The study found that:

  • PM₁₀ concentrations increased sharply during occupied periods, in some cases nearly four times higher than when spaces were empty.
  • Human movement, measured through occupants’ kinetic energy, was a stronger predictor of pollution levels than headcount alone.
  • CO₂ and TVOCs showed similarly strong correlations with activity levels, not just occupancy.

In practical terms, routine movement—walking, meetings, people circulating through shared spaces—materially alters indoor exposure conditions. These changes occur without any equipment failure or code violation, underscoring how exposure risk can emerge even in compliant buildings.

Facilities: Designed for Compliance, Operated for Reality

For facilities teams, the findings highlight a growing disconnect between design assumptions and operational performance. Building systems are typically engineered around static occupancy models and average ventilation rates. They are not optimized for fluctuating activity levels, hybrid work patterns, or dense collaboration zones.

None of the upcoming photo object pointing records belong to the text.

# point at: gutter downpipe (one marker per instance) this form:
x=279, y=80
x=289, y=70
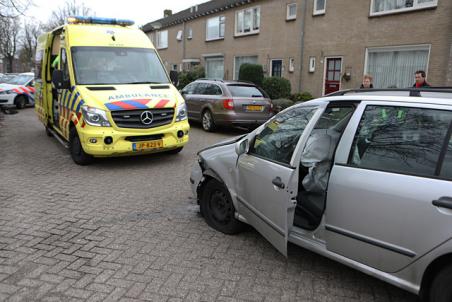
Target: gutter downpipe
x=302, y=43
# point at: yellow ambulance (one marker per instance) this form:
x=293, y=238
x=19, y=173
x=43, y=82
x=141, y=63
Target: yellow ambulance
x=102, y=90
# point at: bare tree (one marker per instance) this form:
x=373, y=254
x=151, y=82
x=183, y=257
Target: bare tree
x=12, y=8
x=9, y=36
x=68, y=9
x=29, y=40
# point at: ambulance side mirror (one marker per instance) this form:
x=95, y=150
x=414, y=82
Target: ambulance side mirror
x=58, y=80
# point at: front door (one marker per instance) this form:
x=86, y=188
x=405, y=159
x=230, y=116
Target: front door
x=333, y=75
x=389, y=197
x=267, y=180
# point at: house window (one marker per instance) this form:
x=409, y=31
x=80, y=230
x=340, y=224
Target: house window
x=215, y=68
x=291, y=11
x=162, y=39
x=319, y=7
x=394, y=67
x=381, y=7
x=238, y=61
x=215, y=28
x=179, y=35
x=247, y=21
x=276, y=68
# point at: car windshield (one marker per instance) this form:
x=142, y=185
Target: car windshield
x=21, y=79
x=245, y=91
x=117, y=65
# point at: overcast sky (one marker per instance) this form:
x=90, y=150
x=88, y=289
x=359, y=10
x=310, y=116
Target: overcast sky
x=141, y=11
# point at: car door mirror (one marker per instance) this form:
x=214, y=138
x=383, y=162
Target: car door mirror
x=58, y=80
x=242, y=147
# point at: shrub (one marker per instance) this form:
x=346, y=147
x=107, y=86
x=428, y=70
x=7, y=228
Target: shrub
x=281, y=104
x=276, y=87
x=186, y=77
x=251, y=72
x=301, y=97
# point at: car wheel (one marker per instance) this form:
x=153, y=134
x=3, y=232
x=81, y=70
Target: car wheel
x=440, y=290
x=20, y=102
x=208, y=123
x=75, y=148
x=218, y=210
x=175, y=151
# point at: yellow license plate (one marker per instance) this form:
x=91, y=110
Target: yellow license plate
x=254, y=108
x=147, y=145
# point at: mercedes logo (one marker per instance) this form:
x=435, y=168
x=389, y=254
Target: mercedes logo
x=146, y=117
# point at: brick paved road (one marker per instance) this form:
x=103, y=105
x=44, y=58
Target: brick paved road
x=128, y=229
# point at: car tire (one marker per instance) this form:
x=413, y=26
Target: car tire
x=208, y=124
x=75, y=148
x=175, y=151
x=20, y=101
x=218, y=209
x=440, y=290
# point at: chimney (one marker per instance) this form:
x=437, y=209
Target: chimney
x=167, y=13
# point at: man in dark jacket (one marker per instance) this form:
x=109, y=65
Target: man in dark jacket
x=420, y=79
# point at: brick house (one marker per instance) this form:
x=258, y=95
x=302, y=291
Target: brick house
x=319, y=45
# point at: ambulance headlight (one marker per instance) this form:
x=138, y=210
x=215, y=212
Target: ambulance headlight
x=181, y=112
x=95, y=117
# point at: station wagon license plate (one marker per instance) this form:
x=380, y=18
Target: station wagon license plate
x=258, y=108
x=148, y=145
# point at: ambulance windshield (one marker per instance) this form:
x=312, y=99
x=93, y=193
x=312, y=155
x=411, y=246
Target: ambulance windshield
x=117, y=65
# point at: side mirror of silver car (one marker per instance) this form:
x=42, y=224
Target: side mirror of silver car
x=242, y=147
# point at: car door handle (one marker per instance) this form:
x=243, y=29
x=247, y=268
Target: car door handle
x=278, y=182
x=443, y=202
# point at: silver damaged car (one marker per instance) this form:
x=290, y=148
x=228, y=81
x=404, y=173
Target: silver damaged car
x=364, y=178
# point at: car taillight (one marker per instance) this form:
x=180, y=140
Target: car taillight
x=228, y=104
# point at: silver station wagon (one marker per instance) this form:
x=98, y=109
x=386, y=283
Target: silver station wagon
x=361, y=177
x=220, y=103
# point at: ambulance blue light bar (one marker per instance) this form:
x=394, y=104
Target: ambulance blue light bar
x=98, y=20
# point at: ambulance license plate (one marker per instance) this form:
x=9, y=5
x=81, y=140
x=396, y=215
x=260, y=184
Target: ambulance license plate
x=258, y=108
x=148, y=145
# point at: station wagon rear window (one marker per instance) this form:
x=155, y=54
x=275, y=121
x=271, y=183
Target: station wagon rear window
x=245, y=91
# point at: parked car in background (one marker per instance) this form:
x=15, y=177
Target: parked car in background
x=364, y=178
x=218, y=102
x=18, y=91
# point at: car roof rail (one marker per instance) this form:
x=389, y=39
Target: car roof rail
x=412, y=91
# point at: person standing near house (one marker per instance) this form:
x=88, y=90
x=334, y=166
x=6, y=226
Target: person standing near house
x=420, y=79
x=367, y=82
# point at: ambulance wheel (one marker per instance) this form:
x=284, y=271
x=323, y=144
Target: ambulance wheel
x=20, y=102
x=75, y=148
x=218, y=209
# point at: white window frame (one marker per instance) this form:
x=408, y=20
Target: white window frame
x=416, y=6
x=325, y=62
x=399, y=48
x=219, y=27
x=252, y=31
x=157, y=39
x=235, y=66
x=271, y=67
x=316, y=11
x=288, y=16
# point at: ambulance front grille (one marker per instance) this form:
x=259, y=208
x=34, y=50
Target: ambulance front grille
x=132, y=118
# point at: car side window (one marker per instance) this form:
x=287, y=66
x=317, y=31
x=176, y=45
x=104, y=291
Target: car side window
x=277, y=141
x=446, y=169
x=400, y=139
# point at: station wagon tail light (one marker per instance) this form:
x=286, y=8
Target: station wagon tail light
x=97, y=20
x=228, y=104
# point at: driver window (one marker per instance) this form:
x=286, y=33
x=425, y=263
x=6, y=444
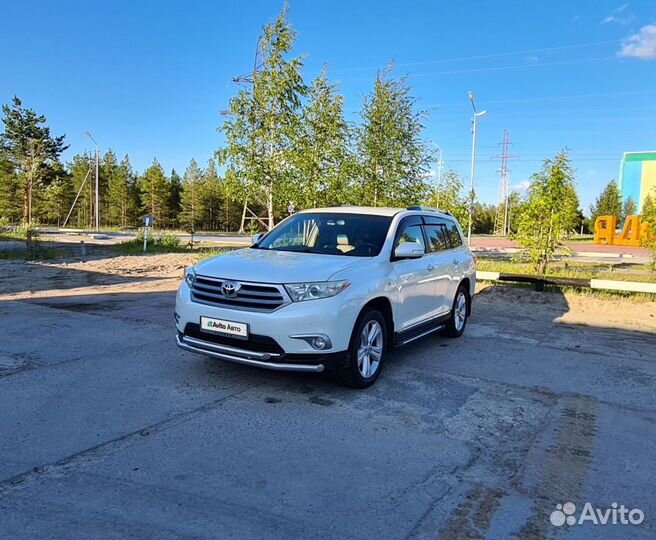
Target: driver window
x=412, y=233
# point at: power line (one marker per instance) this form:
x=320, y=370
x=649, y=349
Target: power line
x=501, y=222
x=499, y=68
x=485, y=56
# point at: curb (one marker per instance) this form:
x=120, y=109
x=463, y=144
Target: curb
x=540, y=282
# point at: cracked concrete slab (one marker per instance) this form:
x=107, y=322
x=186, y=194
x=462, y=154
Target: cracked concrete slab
x=109, y=431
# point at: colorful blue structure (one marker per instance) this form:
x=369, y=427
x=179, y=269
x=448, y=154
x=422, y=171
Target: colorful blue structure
x=638, y=177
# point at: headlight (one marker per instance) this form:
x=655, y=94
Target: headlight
x=190, y=276
x=311, y=291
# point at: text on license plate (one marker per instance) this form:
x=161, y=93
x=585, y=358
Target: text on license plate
x=221, y=326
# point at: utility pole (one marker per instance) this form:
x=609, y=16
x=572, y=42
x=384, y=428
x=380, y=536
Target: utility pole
x=501, y=220
x=472, y=194
x=97, y=209
x=265, y=196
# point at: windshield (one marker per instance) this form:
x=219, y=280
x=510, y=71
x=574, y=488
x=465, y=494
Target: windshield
x=351, y=235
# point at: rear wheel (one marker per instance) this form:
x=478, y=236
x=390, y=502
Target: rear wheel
x=364, y=358
x=455, y=326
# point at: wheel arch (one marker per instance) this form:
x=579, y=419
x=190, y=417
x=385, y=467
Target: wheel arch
x=384, y=306
x=467, y=284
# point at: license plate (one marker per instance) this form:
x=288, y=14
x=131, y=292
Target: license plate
x=224, y=328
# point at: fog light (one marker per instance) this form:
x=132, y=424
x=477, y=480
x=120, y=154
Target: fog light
x=319, y=343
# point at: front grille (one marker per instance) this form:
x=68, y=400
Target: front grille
x=254, y=342
x=250, y=296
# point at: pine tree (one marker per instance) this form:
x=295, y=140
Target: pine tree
x=192, y=197
x=174, y=199
x=155, y=193
x=108, y=172
x=211, y=198
x=54, y=202
x=648, y=216
x=10, y=207
x=29, y=147
x=119, y=194
x=394, y=160
x=609, y=203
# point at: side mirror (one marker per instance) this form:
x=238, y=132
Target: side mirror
x=409, y=250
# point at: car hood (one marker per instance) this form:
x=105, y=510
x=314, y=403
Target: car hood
x=270, y=266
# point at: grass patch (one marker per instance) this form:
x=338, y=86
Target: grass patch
x=168, y=244
x=565, y=269
x=39, y=254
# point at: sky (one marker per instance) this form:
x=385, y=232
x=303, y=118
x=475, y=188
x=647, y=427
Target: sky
x=149, y=78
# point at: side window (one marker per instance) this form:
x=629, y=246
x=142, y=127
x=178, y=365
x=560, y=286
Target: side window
x=412, y=233
x=409, y=230
x=437, y=237
x=454, y=234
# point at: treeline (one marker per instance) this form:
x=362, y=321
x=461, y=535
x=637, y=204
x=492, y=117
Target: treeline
x=197, y=199
x=286, y=140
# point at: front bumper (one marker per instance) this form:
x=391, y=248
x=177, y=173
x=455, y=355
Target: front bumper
x=280, y=331
x=264, y=360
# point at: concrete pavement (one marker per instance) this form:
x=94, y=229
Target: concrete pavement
x=109, y=431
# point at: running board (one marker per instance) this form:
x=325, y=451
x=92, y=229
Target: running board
x=420, y=330
x=423, y=334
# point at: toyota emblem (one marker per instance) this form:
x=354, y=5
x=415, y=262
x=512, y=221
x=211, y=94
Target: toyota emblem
x=230, y=288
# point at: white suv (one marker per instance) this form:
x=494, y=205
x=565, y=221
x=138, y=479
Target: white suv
x=330, y=288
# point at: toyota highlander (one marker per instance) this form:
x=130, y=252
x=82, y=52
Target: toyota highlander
x=330, y=289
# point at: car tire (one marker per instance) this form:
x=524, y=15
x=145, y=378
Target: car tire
x=457, y=322
x=364, y=358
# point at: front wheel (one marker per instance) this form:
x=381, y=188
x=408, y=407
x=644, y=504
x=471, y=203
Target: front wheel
x=455, y=326
x=364, y=358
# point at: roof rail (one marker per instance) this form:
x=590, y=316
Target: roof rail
x=428, y=209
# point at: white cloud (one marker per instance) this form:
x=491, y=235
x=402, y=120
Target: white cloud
x=617, y=17
x=522, y=186
x=641, y=45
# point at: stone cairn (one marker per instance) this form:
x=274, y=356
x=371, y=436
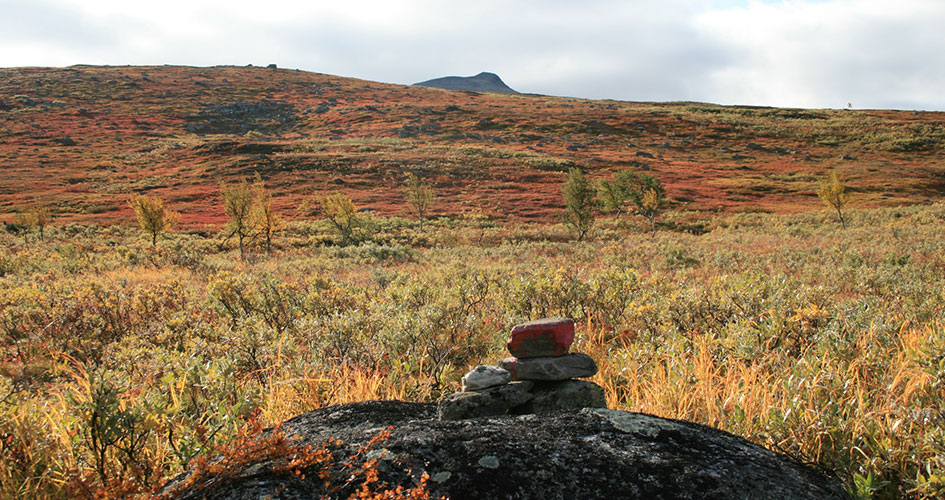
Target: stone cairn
x=538, y=378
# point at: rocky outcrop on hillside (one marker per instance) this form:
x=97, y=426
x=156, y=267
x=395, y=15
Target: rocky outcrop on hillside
x=483, y=82
x=594, y=453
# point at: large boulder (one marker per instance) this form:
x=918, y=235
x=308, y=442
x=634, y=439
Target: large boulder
x=588, y=454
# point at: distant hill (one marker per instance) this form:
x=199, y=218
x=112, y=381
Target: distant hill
x=483, y=82
x=84, y=139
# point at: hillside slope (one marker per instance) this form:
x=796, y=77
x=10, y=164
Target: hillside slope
x=84, y=138
x=483, y=82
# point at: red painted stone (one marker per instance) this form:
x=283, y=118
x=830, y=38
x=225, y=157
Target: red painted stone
x=551, y=337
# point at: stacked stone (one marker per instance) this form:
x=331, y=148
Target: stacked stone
x=538, y=378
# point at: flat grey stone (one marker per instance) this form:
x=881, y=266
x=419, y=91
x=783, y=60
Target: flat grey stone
x=484, y=377
x=574, y=365
x=488, y=402
x=550, y=397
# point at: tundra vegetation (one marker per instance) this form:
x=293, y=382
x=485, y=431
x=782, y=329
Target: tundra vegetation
x=123, y=362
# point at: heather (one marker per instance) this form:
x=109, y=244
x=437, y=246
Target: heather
x=123, y=360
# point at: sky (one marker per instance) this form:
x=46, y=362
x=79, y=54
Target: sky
x=790, y=53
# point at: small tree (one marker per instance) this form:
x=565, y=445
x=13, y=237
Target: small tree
x=238, y=204
x=343, y=215
x=833, y=192
x=419, y=195
x=37, y=215
x=153, y=218
x=265, y=219
x=643, y=190
x=579, y=202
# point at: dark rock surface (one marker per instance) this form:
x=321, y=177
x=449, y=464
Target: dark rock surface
x=589, y=454
x=483, y=82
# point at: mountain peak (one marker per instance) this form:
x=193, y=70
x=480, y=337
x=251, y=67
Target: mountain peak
x=483, y=82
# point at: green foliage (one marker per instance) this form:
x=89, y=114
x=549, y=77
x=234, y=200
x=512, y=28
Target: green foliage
x=643, y=190
x=152, y=217
x=264, y=218
x=238, y=205
x=36, y=216
x=419, y=195
x=833, y=193
x=352, y=226
x=579, y=202
x=771, y=327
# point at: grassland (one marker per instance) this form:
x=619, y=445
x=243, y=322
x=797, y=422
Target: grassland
x=820, y=343
x=85, y=138
x=750, y=310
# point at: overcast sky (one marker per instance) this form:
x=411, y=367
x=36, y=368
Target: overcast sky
x=796, y=53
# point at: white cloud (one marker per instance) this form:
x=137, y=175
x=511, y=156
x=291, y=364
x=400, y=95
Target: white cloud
x=869, y=53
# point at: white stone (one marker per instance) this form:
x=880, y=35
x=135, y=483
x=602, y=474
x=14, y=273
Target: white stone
x=484, y=377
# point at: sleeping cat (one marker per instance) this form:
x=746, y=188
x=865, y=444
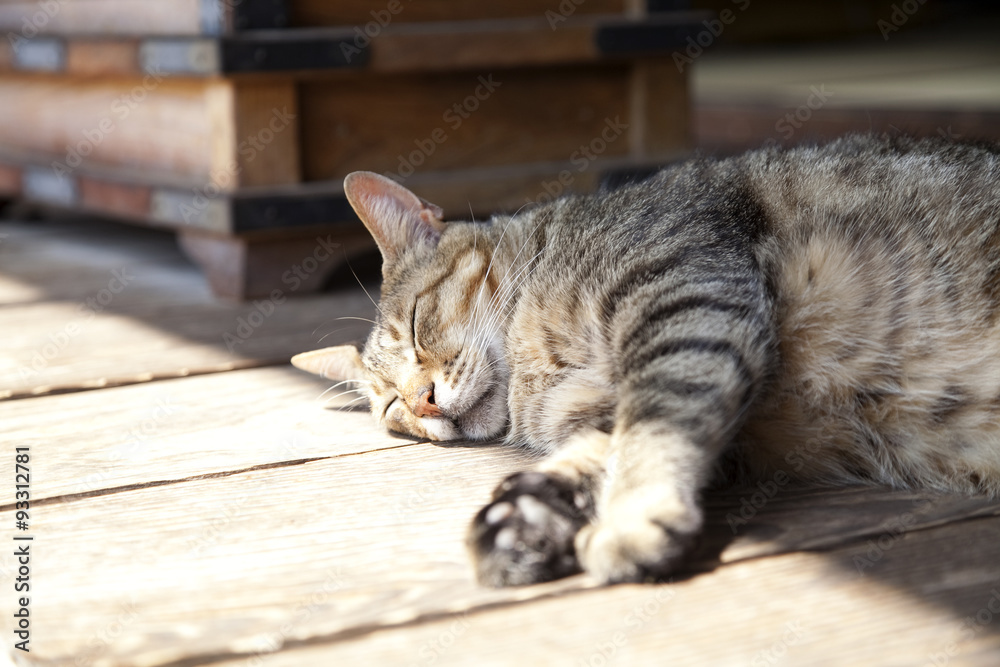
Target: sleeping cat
x=842, y=301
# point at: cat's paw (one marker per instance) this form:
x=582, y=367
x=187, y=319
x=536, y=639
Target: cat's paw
x=526, y=534
x=638, y=541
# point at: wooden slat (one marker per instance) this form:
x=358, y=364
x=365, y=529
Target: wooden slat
x=154, y=124
x=212, y=566
x=102, y=57
x=800, y=609
x=264, y=120
x=393, y=123
x=166, y=17
x=216, y=135
x=256, y=545
x=166, y=431
x=398, y=47
x=163, y=322
x=737, y=127
x=310, y=13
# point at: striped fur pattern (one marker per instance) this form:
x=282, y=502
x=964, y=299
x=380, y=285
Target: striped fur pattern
x=832, y=312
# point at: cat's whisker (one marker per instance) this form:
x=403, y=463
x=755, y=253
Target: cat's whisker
x=365, y=289
x=493, y=256
x=350, y=403
x=327, y=335
x=335, y=397
x=500, y=313
x=360, y=319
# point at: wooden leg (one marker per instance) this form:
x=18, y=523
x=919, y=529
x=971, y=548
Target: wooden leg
x=243, y=267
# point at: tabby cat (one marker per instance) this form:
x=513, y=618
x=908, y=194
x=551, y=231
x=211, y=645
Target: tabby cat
x=838, y=303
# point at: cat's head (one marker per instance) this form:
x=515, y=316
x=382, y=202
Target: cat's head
x=433, y=366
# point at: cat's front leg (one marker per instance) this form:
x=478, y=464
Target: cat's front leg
x=650, y=514
x=527, y=533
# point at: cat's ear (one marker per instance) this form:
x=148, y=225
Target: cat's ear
x=334, y=363
x=397, y=218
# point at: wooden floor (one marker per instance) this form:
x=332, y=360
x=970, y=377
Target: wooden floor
x=193, y=504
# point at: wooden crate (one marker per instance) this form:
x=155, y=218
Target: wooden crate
x=239, y=138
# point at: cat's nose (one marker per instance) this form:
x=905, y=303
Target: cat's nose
x=426, y=407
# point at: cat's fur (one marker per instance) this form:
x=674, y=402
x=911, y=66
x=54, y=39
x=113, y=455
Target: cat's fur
x=832, y=312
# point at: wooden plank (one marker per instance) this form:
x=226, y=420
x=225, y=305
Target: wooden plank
x=161, y=432
x=212, y=566
x=660, y=110
x=248, y=267
x=99, y=17
x=234, y=569
x=115, y=199
x=218, y=134
x=159, y=124
x=930, y=602
x=116, y=310
x=312, y=13
x=482, y=45
x=264, y=118
x=737, y=127
x=402, y=124
x=88, y=57
x=403, y=47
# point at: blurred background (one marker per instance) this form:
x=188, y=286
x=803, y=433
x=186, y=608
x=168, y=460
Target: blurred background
x=231, y=123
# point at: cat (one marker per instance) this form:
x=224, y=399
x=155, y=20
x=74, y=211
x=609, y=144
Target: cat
x=839, y=303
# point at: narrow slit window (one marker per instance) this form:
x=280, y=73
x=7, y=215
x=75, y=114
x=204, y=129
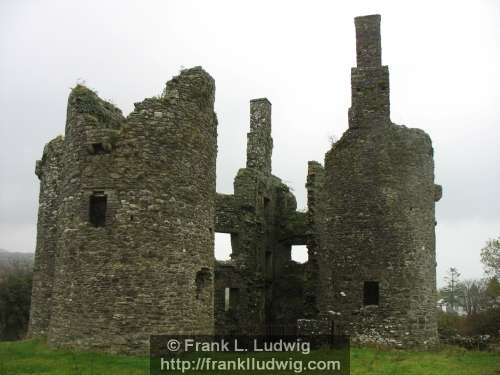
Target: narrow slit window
x=231, y=299
x=97, y=209
x=370, y=293
x=234, y=298
x=99, y=149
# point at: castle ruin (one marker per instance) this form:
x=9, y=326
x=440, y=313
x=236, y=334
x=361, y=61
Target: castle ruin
x=128, y=211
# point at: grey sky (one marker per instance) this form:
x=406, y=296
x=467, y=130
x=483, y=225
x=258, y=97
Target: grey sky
x=443, y=58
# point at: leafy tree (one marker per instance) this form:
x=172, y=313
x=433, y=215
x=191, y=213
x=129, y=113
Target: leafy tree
x=451, y=292
x=15, y=298
x=473, y=296
x=490, y=257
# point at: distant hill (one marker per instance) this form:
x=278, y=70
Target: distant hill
x=9, y=259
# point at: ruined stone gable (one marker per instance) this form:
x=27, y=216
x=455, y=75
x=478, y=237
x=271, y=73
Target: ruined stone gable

As offices become more dynamic, facilities managers are increasingly responsible for managing air quality as a live operational variable rather than a fixed design outcome. Sensors, real-time monitoring, and adaptive ventilation strategies are filling the gap—but adoption remains inconsistent and largely voluntary.

Risk: Cumulative, Invisible, and Unassigned

From a risk perspective, indoor air exposure is neither acute nor accidental. It is cumulative, incremental, and tightly linked to daily behavior. That makes it difficult to assign within traditional enterprise risk frameworks, which tend to focus on discrete incidents or regulatory thresholds.

The study reinforces that exposure risk can rise significantly without triggering any formal alarm. Over time, this raises questions about productivity, cognitive performance, absenteeism, and long-term health—factors increasingly material to operational resilience but rarely captured in risk registers.

Compliance: Where the Line Currently Ends

Most building and occupational regulations stop at minimum design standards or acute safety hazards. They do not address how human activity reshapes indoor environments once a building is occupied. As a result, compliance does not necessarily equate to low risk.

This places organizations in a gray zone: legally compliant, but operationally exposed. Until policy frameworks evolve to account for dynamic indoor conditions, responsibility for managing these risks will continue to fall to employers, facilities teams, and sustainability leaders.

The indoor air study does not point to a regulatory failure so much as a regulatory boundary. As buildings become more data-rich and usage patterns more complex, the risks that matter most may be the ones emerging quietly—beyond the reach of existing rules.